Prior to the time that Horan called on Plummer in regard to
holding the sale, there had been some difficulty between Horan
and his partner. The sale held on the afternoon of Friday, August
14th, brought $500.00, far less than Horan had expected. There is
some reason to believe that Keeley had bought Horan's interest or
had a third party buy it for him. In any event, Horan blamed
Keeley for the low price that he had received and threatened to
even the score. Using some of the money, Horan bought a horse
and kept it at a corral at the edge of town with the stated intention
of leaving the country. At five o'clock on the morning of August
19th he knocked on Keeley's door, saying that it was important that
he talk to him. As Keeley opened the door, he was shot at close
range and dropped to the floor. As a final gesture, Horan stepped
in the doorway and fired several more shots into the body. The
sound of the firing had aroused several nearby residents and Horan
was captured at the corral before he could leave town.

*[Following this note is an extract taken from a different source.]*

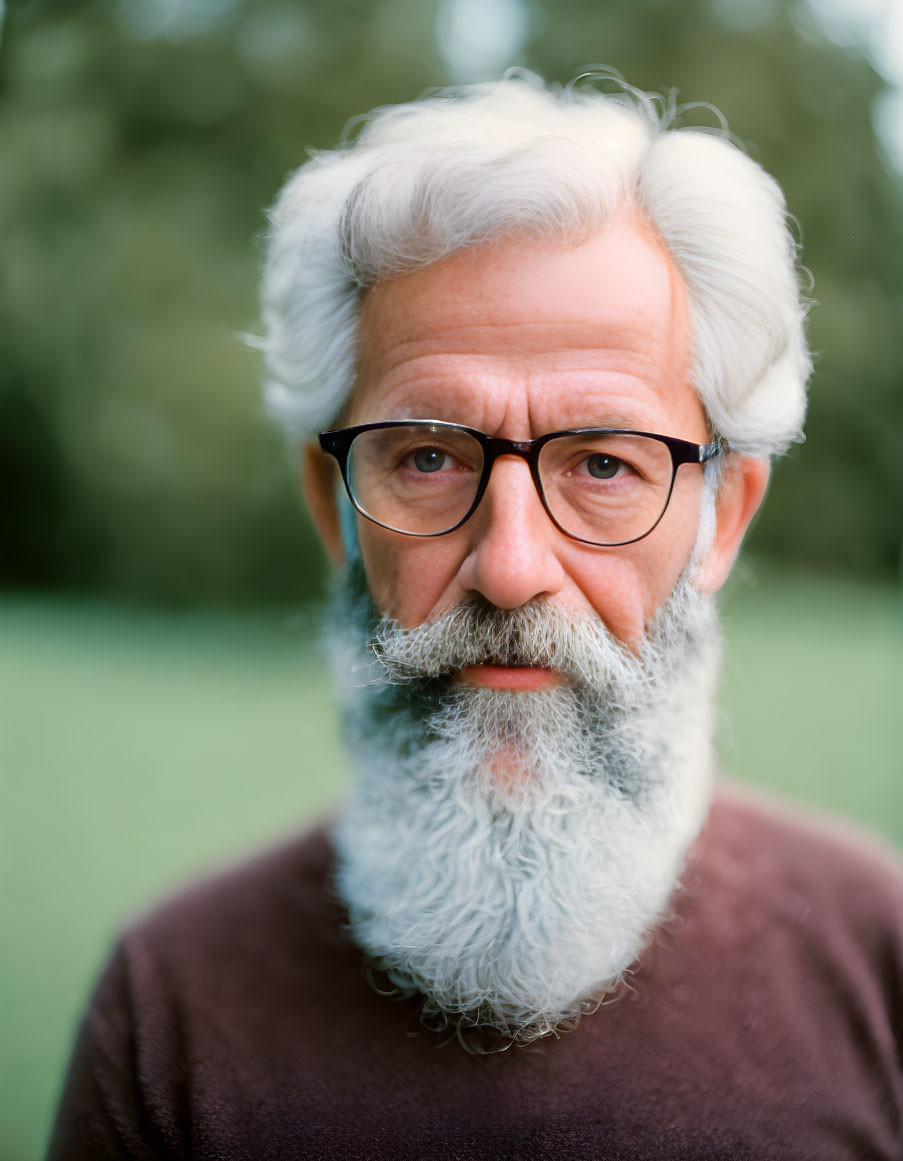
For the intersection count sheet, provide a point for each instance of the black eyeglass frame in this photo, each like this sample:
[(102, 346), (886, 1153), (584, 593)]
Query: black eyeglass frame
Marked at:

At nine thirty on the morning of the 19th, a coroner's jury was
called into session to consider the evidence in the death of Laurence
Keeley. The facts as presented left little doubt that Peter Horan was
guilty of premeditated murder, and was sentenced to death. That
same afternoon Horan was taken to the scaffold that Sheriff
Plummer had hastily constructed by nailing a crosspiece across the
top of two pine trees only hours before. One writer, acquainted
with early day residents of Bannack, claimed that Horan was under
the influence of a drug and in a semi-conscious condition at the
time he was hung. Another story that was told claimed that to save
time and space both Horan and his victim were buried in the same
grave. A map of early day Bannack reveals that the Plummer cabin
was in plain view of the scaffold and the young wife of Plummer
could watch the execution if she so desired, which is doubtful. In
any event, it was soon after this, on September 2nd, that Electa
Plummer left Bannack on a stage bound for Salt Lake, in route to
her parents at Cedar Rapids, Iowa. Plummer was said to have
accompanied the stage as far as the Snake River crossing before
turning back. He would never see his wife again.
Dimsdale in Vigilantes of Montana, in Chapter XXVII mentions Horan in passing. He is describing the hanging of the last of the vigilante victims in Bannack, whom he calls Rawley, but Amede Bessette who knew him and believed him innocent, spelled his name Rawleigh. Dimsdale says
he was hanged on the same gallows which Plummer himself had built for the execution of his own accomplice, Horan, and on which he himself had suffered.
So Henry Plummer, acting on orders from the Miners Court, hanged his own accomplice. Huh? There has to be some truth in Dimsdale's book, but at times it is hard to find.